Wednesday, March 28, 2012

IDF Colonel-rabbi implies: Rape is permitted in war

Is it permitted for a Jewish soldier to rape a gentile woman during wartime? This question – based on the biblical mitzvah of Eshet Yefat Toar (“a comely woman”) – was referred to nine years ago (Hebrew) by Rabbi Eyal Qarim. The questioning party seemed anxious and worried, and wanted to know whether the iron-age mitzvah (religious deed) is applicable to IDF soldiers today. Rabbi Qarim answered thus:
The wars of Israel […] are mitzvah wars, in which they differ from the rest of the wars the nations wage among themselves. Since, essentially, a war is not an individual matter, but rather nations wage war as a whole, there are cases in which the personality of the individual is “erased” for the benefit of the whole. And vice versa: sometimes you risk a large unit for the saving of an individual, when it is essential for purposes of morale. One of the important and critical values during war is maintaining the army’s fighting ability […]
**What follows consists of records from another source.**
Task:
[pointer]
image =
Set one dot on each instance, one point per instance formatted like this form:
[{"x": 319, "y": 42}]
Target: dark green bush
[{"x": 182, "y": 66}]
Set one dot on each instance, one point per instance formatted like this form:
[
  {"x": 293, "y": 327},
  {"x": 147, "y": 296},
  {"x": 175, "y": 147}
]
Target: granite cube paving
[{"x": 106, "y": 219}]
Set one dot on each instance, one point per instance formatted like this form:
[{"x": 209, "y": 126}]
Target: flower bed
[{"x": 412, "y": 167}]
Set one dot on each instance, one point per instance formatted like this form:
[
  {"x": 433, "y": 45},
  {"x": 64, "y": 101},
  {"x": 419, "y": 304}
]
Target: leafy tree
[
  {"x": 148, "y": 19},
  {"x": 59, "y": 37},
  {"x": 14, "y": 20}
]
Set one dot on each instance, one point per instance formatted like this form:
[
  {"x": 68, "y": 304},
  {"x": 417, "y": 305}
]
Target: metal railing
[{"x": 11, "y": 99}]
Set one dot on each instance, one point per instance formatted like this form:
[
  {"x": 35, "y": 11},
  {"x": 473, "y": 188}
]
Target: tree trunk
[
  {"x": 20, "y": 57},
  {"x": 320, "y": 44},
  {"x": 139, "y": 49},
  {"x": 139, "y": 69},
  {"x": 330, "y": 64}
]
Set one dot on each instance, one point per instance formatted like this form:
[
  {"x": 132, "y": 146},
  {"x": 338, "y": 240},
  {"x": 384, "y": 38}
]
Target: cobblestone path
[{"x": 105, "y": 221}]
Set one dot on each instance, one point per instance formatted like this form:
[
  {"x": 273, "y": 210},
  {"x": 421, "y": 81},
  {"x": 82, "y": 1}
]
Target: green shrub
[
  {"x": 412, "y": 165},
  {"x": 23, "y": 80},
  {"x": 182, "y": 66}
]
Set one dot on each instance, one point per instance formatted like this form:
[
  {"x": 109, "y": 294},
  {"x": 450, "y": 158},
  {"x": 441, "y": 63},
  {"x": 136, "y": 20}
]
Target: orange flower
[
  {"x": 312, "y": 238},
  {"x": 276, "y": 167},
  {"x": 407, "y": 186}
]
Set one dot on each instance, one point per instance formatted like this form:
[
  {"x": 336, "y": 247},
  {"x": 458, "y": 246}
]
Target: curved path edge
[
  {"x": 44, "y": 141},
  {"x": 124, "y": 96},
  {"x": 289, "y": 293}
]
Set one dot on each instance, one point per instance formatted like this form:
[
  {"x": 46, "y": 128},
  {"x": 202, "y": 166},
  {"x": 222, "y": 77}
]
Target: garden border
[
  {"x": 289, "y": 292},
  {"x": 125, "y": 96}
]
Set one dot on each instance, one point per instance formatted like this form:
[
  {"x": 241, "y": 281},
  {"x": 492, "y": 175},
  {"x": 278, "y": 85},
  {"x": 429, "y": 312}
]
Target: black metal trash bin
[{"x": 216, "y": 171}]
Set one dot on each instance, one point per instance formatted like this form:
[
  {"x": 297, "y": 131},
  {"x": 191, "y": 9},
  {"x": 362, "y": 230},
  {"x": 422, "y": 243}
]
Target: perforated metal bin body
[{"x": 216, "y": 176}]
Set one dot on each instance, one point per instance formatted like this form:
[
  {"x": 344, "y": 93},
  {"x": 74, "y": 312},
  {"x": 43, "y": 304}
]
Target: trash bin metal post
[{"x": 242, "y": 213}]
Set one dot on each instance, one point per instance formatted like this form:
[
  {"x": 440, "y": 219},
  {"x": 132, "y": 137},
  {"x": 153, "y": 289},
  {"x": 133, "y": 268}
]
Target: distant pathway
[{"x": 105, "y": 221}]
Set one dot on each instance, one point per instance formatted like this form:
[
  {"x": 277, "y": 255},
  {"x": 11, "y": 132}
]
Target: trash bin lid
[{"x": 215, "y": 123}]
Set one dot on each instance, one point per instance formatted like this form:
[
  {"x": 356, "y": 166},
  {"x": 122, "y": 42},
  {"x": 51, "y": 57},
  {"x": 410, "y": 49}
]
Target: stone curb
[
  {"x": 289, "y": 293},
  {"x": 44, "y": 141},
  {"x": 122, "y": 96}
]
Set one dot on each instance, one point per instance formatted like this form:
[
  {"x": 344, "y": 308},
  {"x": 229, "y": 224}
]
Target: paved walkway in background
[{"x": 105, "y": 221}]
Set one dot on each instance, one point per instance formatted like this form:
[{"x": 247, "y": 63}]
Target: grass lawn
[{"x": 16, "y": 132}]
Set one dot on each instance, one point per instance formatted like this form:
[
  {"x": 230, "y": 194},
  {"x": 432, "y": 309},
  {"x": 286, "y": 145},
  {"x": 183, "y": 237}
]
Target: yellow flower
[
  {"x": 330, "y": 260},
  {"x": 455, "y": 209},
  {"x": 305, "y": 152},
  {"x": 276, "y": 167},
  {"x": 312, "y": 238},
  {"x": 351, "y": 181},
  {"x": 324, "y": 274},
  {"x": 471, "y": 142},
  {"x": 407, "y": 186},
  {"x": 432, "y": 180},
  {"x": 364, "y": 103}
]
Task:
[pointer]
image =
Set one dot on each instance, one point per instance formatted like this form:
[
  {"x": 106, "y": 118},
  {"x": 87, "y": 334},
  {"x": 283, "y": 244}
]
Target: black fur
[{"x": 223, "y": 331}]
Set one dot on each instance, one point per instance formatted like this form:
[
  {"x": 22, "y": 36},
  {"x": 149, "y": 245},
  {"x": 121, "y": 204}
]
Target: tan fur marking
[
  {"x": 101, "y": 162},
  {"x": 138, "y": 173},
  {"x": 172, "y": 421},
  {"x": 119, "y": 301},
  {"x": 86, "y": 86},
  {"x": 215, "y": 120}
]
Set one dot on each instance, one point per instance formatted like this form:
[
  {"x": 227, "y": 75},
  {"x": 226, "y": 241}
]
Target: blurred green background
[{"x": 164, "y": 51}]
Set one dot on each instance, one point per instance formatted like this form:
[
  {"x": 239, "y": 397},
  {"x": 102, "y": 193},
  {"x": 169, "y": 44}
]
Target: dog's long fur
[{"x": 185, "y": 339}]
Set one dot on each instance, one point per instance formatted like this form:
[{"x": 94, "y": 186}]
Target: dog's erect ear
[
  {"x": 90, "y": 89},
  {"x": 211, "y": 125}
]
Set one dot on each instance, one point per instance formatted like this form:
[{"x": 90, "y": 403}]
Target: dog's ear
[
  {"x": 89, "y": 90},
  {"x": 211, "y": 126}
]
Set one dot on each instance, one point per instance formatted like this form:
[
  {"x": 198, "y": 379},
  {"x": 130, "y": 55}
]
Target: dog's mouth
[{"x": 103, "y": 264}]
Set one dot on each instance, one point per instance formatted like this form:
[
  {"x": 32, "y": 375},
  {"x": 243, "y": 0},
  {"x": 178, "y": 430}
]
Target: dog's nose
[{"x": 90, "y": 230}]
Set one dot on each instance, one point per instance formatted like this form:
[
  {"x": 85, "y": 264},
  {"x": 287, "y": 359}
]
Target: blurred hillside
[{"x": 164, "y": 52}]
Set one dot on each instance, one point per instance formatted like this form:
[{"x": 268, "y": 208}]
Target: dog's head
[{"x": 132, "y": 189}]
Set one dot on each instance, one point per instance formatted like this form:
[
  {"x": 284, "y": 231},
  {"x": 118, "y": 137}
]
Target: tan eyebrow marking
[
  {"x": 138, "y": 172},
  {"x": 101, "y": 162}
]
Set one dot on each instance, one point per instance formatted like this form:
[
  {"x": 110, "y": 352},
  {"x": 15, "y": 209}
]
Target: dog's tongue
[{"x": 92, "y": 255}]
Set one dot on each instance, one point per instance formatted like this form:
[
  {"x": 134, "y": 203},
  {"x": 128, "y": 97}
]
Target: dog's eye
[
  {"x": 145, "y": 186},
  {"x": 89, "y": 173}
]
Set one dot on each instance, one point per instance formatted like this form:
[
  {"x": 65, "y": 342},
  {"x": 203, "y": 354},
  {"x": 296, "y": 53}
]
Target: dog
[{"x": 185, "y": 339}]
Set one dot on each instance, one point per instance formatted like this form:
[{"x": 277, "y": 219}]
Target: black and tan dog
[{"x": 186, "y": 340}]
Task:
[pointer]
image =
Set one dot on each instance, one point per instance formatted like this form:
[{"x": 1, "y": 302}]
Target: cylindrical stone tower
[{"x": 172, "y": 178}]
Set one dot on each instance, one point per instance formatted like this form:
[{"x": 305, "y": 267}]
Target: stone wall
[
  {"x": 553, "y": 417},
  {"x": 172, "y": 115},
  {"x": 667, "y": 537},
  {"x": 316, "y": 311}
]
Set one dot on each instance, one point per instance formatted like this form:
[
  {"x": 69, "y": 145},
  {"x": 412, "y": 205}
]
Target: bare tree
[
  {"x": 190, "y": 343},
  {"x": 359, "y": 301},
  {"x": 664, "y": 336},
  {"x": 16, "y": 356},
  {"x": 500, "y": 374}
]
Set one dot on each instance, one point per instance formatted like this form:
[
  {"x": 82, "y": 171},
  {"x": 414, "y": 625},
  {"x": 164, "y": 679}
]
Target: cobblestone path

As in war the prohibition against risking your life is broken for the benefit of others, so are the prohibitions against immorality and of kashrut. Wine touched by gentiles, consumption of which is prohibited in peacetime, is allowed at war, to maintain the good spirit of the warriors. Consumption of prohibited foods is permitted at war (and some say, even when kosher food is available), to maintain the fitness of the warriors, even though they are prohibited during peacetime. Just so, war removes some of the prohibitions on sexual relations (gilui arayot in the original – YZG), and even though fraternizing with a gentile woman is a very serious matter, it was permitted during wartime (under the specific terms) out of understanding for the hardship endured by the warriors. And since the success of the whole at war is our goal, the Torah permitted the individual to satisfy the evil urge (yetzer ha’ra in the original  -YZG), under the conditions mentioned, for the purpose of the success of the whole.”
Wow. Herein lies a hornet’s nest. The first is that according to Qarim, the rape of female prisoners is not just permitted, it is also essential to war; the success of the whole at war relies on it.